I would agree with Jim, neighbors, a weekend vacation for the wife and
kids, or even more creative make them climb through the window with a
step ladder or something. Kids would love it. The only problem is you
generally want a quiet house, no doors opening and closing, little
movemnt. This minimizes dust in the finish. It would be best to get
everyone out of the house for 2 days.
I have personally never used a poly (fast drying or otherwise) that
would be sandable in 4 hours. If it were me I would coordinate the
project to be done in one shot. You would be talking 2 days. Say on a
weekend that would be first coat Sat morning, sand and second Sat
night, sand and third Sunday morning for traffic on Monday. Could push
it up by Starting Friday a.m. which would allow for traffic on Sunday
evening.
If you really dont feel you can coat it all in one shot you can
allways break the rooms on the left and right of the hall on a joint
but for something this size I would just try to tough it out and get
it done in the two days.
Mark
I did a thousand feet of oil based poly in my house by myself. No way
to keep an edge wet when you have to brush in the edges. I did the
whole floor one day. I guess I must have done the upstairs hallway and
the step treads and then did the first floor. A second coat the second
day. It went fairly fast but that was ten years ago so memory could be
faulty. I brushed in the edges and used a lambs wool applicator to mop
in the bulk of the floor. New house with no furniture so I did as much
as I could in a day.
Some finishes are easier but I have no expert opinion. I just used
what the paint store said the local hardwood floor guy used.

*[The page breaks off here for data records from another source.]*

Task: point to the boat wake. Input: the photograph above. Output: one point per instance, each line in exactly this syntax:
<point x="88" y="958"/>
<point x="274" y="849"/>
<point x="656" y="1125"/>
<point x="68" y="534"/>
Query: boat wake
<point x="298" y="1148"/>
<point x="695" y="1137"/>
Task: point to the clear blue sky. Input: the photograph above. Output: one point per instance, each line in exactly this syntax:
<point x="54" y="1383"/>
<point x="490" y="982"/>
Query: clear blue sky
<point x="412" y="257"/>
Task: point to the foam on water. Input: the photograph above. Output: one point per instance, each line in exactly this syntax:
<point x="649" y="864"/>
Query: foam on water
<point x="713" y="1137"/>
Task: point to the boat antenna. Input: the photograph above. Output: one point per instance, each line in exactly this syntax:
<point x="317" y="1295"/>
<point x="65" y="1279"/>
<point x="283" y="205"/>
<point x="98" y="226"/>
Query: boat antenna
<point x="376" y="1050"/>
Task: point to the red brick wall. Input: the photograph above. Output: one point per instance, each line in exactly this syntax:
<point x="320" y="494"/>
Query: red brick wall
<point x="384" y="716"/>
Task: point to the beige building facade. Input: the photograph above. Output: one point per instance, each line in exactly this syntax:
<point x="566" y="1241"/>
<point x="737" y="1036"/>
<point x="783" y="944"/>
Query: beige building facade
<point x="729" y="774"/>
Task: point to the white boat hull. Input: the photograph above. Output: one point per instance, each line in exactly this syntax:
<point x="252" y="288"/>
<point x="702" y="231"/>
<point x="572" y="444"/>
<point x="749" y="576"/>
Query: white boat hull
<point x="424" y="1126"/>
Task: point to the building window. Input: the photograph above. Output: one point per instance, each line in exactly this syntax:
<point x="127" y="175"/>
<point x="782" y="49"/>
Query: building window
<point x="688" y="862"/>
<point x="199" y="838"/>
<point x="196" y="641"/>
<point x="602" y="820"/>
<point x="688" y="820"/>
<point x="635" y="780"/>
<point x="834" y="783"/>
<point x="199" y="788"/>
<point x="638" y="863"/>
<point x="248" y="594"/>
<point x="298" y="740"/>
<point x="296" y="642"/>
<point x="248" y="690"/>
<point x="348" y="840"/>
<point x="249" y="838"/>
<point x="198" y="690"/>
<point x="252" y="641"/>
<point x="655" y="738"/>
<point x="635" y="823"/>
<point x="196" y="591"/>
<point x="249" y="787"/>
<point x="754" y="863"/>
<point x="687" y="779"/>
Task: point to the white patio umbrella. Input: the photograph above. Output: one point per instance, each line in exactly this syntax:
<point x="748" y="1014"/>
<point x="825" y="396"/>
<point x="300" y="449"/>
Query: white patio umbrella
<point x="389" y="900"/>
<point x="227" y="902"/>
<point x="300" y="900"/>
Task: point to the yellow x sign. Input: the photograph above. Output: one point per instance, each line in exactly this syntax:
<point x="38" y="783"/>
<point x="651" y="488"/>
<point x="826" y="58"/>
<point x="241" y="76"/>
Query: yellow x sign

On Mon, 3 Mar 2008 13:04:14 -0800 (PST), [email protected] wrote:
>I want to refinish the oak hardwood floors in three bedrooms
>connected
>by a common hallway. Since I am working by myself, I will be unable
>to
>keep a wet edge at all times if I do the bedrooms and the hall at the
>same time. My question is if I do each room (stopping at the door
>threshold) and allowing the bedroom floors to dry before doing the
>hallway will I end up with noticeable transition points in the
>doorways? Any suggestions on how to avoid this problem?
>
>
On Mon, 3 Mar 2008 16:49:35 -0800 (PST), [email protected] wrote:
>Thanks for the replies.
>
>The concern I had was that if I do the whole floor at once (3 rooms
>with closets plus hallway), I will have to do the 3 bedrooms first and
>then the hallway. I was afraid that by the time I started the hallway,
>the first room I did would get tacky. The last time I did this, I used
>the minwax super fast drying poly (recoats in 3-4 hours) which got
>tacky fast. I could use the regular poly but this floor has the only
>access to my bathrooms.
No neighbors? Well if you have no neighbors do like the bears. Time to
send the family off for the weekend?